Consider a company or team that has a small number of high-value deals. Maybe 10-15 that need to be reviewed each week. This should be comfortably covered in 1.5 hours, and as you get more experienced, just 1 hour. You may decide that you only need to do this every two weeks. Note that we not talking about full deal reviews (watch for another post), but regular updates. The goal of these updates is to ensure we are (1) taking the right steps to move the deals forwards, (2) giving leadership good understanding for forecasting purposes.

So let’s start with the big no-no. This should NOT be a general chat about the deals with the seller telling you about the last conversation they had, and then giving their level of confidence on the deal. At best this is a waste of time, worst it hides critical issues and provides misleading forecasts.

I strongly recommend a structured approach where you use MEDDICC questions based on the current stage of the deal.

* If it is early-stage (qualifying), we need to understand if they have a pain we can solve and a prospective Champion. We should discuss how to test that Champion and how to thoroughly understand that pain.

* Mid-stage (evaluating), we should have a well-tested Champion, clear idea of the Decision Criteria and good understanding the Decision Process. Our discussion should be around how we move these forwards their evaluation against those criteria.

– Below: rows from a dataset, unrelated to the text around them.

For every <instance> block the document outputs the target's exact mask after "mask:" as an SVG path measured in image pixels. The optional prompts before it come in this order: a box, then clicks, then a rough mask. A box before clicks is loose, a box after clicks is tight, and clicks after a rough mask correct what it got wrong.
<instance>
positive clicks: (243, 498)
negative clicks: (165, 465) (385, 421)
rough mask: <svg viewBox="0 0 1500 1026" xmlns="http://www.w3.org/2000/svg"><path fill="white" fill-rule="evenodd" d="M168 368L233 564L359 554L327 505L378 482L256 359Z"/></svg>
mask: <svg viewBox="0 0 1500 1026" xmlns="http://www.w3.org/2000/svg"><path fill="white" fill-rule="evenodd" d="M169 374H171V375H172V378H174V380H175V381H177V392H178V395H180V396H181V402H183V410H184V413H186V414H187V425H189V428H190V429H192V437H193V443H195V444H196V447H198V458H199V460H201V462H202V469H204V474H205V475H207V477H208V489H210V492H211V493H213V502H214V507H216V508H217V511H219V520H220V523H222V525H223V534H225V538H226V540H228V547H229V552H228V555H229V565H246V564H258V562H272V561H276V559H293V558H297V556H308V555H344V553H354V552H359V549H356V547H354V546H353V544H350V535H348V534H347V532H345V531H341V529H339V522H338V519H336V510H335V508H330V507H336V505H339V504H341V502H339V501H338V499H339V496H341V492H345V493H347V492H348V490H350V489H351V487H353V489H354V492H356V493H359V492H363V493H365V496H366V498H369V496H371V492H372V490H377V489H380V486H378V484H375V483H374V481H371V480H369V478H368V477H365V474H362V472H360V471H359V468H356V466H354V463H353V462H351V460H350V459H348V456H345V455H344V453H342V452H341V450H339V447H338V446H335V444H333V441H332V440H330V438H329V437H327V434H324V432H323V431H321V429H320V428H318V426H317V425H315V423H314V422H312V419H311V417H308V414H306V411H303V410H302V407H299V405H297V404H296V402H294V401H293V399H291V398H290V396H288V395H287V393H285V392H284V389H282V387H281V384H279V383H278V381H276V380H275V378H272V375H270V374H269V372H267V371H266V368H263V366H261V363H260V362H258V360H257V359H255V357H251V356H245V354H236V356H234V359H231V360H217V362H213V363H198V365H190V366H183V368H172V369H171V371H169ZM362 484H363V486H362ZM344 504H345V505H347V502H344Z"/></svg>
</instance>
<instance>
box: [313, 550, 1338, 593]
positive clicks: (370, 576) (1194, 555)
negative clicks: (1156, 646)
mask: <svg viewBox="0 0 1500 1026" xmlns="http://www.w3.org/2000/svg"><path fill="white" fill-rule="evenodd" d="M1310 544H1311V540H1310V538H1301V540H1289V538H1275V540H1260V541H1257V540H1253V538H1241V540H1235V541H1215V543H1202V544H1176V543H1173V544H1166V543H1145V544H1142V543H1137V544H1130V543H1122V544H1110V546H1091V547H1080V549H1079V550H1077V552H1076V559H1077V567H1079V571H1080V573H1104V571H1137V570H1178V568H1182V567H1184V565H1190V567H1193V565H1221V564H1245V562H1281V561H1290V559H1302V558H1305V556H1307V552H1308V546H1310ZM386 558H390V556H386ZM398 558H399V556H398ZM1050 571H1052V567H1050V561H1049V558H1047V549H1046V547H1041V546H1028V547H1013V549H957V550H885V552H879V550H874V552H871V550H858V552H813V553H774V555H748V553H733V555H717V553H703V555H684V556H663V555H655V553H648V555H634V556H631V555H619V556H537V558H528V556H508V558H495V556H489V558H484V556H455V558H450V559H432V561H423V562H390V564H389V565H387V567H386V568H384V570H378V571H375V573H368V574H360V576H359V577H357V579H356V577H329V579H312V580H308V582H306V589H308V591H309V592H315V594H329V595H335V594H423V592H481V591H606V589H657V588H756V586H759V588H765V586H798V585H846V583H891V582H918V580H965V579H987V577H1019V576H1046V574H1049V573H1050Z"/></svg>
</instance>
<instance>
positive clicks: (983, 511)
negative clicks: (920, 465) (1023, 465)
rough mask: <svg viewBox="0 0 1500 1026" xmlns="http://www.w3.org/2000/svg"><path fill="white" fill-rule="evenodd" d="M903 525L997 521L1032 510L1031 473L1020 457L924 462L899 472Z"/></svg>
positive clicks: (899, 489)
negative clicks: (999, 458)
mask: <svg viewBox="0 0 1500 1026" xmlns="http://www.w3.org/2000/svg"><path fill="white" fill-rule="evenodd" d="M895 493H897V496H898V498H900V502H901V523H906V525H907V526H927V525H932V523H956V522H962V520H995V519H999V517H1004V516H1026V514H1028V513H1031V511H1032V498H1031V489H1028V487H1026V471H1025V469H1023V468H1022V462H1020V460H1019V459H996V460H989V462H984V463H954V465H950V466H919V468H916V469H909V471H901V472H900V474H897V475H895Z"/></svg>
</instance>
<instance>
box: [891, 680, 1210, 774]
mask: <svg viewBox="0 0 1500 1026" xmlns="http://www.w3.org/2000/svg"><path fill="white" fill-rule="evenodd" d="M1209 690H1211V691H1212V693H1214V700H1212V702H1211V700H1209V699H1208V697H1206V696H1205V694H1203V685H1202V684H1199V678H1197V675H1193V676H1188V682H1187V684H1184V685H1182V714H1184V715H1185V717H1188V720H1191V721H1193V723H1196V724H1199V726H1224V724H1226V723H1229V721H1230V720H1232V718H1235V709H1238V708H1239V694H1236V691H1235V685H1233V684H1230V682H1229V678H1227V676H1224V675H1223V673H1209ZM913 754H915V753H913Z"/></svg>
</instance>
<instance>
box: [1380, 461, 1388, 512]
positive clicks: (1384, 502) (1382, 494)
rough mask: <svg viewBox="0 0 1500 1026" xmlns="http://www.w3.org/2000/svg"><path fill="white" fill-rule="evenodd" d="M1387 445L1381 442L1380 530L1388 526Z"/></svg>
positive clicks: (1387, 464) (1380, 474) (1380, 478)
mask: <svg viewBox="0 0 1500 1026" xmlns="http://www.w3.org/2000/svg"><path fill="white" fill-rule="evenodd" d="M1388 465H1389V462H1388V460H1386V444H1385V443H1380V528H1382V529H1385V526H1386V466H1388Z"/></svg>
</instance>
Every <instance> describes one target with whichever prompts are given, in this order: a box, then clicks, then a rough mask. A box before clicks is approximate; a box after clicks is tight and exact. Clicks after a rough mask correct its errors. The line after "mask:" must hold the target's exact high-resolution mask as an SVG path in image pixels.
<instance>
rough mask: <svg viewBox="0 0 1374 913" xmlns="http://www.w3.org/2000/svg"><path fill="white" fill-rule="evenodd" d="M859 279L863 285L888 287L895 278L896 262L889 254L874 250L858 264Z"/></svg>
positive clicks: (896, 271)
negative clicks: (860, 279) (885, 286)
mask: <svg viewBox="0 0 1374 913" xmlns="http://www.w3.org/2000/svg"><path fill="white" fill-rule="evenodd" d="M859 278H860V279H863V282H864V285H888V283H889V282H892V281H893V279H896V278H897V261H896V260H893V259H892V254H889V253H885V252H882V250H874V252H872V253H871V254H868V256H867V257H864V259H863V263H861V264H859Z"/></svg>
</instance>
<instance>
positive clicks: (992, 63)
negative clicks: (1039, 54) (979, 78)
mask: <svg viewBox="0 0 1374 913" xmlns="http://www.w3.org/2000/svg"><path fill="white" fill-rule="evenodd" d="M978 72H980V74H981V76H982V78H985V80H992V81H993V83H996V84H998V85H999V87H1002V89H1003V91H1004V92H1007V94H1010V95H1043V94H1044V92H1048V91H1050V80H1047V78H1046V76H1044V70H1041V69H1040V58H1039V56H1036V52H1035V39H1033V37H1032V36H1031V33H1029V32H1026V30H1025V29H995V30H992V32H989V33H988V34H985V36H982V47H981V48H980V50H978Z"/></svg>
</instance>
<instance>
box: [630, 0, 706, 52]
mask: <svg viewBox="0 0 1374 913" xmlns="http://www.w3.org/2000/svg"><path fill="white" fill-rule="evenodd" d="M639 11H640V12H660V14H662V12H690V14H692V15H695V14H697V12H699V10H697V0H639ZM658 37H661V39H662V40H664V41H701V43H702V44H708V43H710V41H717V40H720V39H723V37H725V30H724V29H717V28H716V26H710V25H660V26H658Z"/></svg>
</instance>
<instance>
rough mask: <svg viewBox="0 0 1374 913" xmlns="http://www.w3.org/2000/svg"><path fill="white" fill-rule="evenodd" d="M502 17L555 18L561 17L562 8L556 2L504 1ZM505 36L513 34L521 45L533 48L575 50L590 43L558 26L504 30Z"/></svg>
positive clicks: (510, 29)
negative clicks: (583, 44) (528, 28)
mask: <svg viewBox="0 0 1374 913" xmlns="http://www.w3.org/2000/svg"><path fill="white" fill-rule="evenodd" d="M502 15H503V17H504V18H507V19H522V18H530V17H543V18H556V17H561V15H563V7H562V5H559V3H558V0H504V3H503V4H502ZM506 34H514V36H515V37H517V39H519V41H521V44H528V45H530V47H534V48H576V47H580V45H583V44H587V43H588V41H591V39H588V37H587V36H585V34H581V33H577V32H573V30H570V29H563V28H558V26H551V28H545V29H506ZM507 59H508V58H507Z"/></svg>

* If it is later stage (negotiation), we should have a detailed view of the Paperwork Process, and proper engagement with the Economic Buyer. If we don’t, then the Seller should take actions to make this happen.

Where the relevant information is missing, that is a red flag – is the deal in the correct stage? Is the Seller on top of it?

When the Seller answers these questions with good details, or confidently offers this status without questions, and can articulate the key steps to progress the deal, then you are having an effective pipeline review conversation.

Red flags suggest a deal is not happening this quarter. Amber flags mean work is to be done. If it is all green, against clearly articulated MEDDICC criteria, then it’s a strong opportunity (provided close dates are maintained accurately).

When you have much larger number of deals, then you need a lighter weight discussion and data delivered automatically. If you have many large deals – perhaps because you have a large team – then have separate pipeline reviews for different sectors/territories. If you are spending a lot of time on a single deal, pause and set up a separate deal review.